It is not often that a destination exceeds expectation. What a pleasure when it does, and Three Tree Hill Lodge is just such a place.
Started in 1999 by Andrew Ardington and David Rattray, it was sold in 2007 to Simon and Cheryl Blackburn, professional safari guides at Singita and Shamwari game reserves.
After a year travelling Botswana in their old Land Rover, they visited Simon’s brother, who owns a property on the Spioenkop Dam. He dropped temptation in their laps, but it wasn’t until Simon had listened to Rattray’s recounting of the battles of Isandlwana and Rorke’s Drift that he fell in love with the narrative and the humanity of history. And the rest, as they say, is history.
Nestled below famous Spioenkop with the spectacular Drakensberg to the west, Three Trees is a cluster of wood and iron chalets reminiscent of the houses of the 1900s. Painted dark green, they melt into the surrounding acacias and aloes, giving the sense of glorious isolation.
Inside, each chalet is wood panelled with polished cement floors, sash windows, ceiling fans and veranda completing the historical feeling. It follows its theme from the chalets to the main building with its huge lounge and dining room, and deep wrap-around veranda. The furnishing is an eclectic collection of solid, comfortable and tasteful pieces.
The pictures on the walls are taken from newspapers of the period, and advertisements extol the benefits of eating Bovril – “the food of men on the front”, Keane’s mustard, and adding Scrubbs cloudy ammonia to your bath. It’s quirky and fun. Even the placemats on the dinner table recall political cartoons of the time.
Meals are taken around the long, scrubbed wooden tables, encouraging conversation among visitors. Ours ranged enthusiastically from the UK “in/out” referendum to the influx of immigrants to Europe, and the political scene in South Africa. But nothing overshadowed the excellence of the meals accompanied by a quality wine list.
These are all prepared by three local ladies trained by a former Singita chef. Much of what ends up on the table is grown at the lodge or produced locally. It is all part of a philosophy that has earned Three Trees the significant recognition of being the first KwaZulu-Natal holiday destination to be awarded Fair Trade status.

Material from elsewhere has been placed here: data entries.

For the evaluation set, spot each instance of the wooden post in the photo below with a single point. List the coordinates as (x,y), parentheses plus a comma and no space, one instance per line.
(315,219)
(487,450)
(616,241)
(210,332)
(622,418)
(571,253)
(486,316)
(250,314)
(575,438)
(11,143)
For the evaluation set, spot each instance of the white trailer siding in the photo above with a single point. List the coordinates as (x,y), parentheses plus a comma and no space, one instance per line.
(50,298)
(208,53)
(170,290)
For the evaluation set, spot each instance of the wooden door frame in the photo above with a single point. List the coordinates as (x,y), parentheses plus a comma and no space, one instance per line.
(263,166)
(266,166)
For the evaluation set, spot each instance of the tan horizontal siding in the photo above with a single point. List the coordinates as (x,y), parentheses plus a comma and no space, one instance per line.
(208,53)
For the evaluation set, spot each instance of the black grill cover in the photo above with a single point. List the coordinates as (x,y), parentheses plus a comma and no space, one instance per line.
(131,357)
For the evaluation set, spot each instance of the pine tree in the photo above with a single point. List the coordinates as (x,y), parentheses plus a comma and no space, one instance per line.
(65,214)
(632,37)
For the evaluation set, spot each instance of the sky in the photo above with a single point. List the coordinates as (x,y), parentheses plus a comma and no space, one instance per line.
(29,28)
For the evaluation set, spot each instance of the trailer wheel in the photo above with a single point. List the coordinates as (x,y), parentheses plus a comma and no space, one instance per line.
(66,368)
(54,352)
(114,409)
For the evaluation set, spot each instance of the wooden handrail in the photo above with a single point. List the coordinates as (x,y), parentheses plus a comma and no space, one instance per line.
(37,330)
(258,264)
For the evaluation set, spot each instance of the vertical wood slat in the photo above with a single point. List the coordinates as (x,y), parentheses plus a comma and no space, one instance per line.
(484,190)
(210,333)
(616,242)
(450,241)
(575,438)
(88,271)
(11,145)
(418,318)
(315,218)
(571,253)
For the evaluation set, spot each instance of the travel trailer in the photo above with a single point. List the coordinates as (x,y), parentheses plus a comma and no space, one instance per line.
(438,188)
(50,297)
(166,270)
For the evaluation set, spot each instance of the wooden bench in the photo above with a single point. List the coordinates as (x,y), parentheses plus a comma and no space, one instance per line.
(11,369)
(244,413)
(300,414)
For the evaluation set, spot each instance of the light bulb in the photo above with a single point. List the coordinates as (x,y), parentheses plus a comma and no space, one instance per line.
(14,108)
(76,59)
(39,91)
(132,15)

The Blackburns carry Fair Trade practice through to every aspect of Three Trees, from the revolutionary solar stove in the kitchen to the handmade toiletries in the bathrooms; from staff employment to involvement in community projects.
Against this superb background the question will undoubtedly be asked: “What is there to do?”
Perhaps a little surprisingly, Three Trees is not all about bloody battles, regiments and statistics – though Simon’s intricate, well told tale and tour of the concomitant events and bloody battle that took place there between the British and Boers on January 23, 1900 draws simultaneous applause and tears and is highly recommended.
Three Tree Hill is centrally situated for a host of activities the non-history buff would hope for: access to Spioenkop reserve and daily guided game walks; hot air ballooning; birding (more than 200 species recorded); hiking; mountain biking; horse riding for novices and experienced riders; a swimming pool; helicopter flips; a canopy tour; raptor centre and the Drakensberg Boys’ Choir School.
Clarens and Golden Gate are just an hour-and-a-half’s drive away, and Champagne, Cathedral Peak and Royal Natal 45 minutes.
Three Trees is as much a family destination as an adult retreat.
One overseas couple had booked in for seven days and took day trips to special sites. “What a pleasure to see so much without having to pack and unpack every couple of days.”
It’s all there to do and enjoy, but with the overarching bonus of peace and tranquillity as constant companions, broken only by jackal calls and the laughter of children playing with sticks, their bikes and toys untouched.
The final word. Book in for at least three nights.